The Commissioning Record That Protects Everyone
Every test result gets documented. One commissioning report per system, dated and signed by the commissioning technician, containing:
- String Voc measurements per string
- IR test values (positive-to-earth, negative-to-earth) with instrument ID
- Earth resistance measured value with method and conditions
- SPD status (pass/fail) at commissioning
- Inverter parameter settings as configured
- Net meter application reference number and submission date
This document is handed to the client at project close. It’s also retained in the installer’s project file.

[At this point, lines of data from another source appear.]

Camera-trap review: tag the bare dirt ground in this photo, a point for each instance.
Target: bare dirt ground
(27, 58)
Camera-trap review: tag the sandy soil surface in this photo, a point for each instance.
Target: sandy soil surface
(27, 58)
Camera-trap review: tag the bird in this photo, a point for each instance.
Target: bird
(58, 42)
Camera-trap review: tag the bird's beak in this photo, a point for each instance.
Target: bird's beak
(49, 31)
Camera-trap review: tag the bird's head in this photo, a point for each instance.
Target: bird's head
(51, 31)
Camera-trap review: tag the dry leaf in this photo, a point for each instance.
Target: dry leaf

When a system develops a fault in year 3, this record tells you what was true on Day 1. That’s the baseline you need to diagnose what changed. Without it, every fault investigation starts from zero.
Why VidyutSetu Commissions Differently
At VidyutSetu, commissioning is a scheduled event, not an improvised conclusion to installation day.
Every solar kit we install, residential or commercial ongrid, goes through a documented 6-test commissioning sequence with recorded results. Our solar earthing kit verification includes instrument-measured earth resistance with date and conditions. Our ongrid solar inverters are parameter-verified against the site-specific DISCOM tolerance band before first grid connection. Our clients receive a commissioning report at handover, not just a warranty card.
We do this because we’ve seen what happens when commissioning is treated as a formality. We’ve traced the faults. We’ve done the return visits. We’ve replaced the inverters that a correct IR test would have protected.
If your current installer’s commissioning process ends when the green light comes on, ask for the commissioning report. If there isn’t one, you don’t yet know whether your system was installed correctly. You only know it was installed.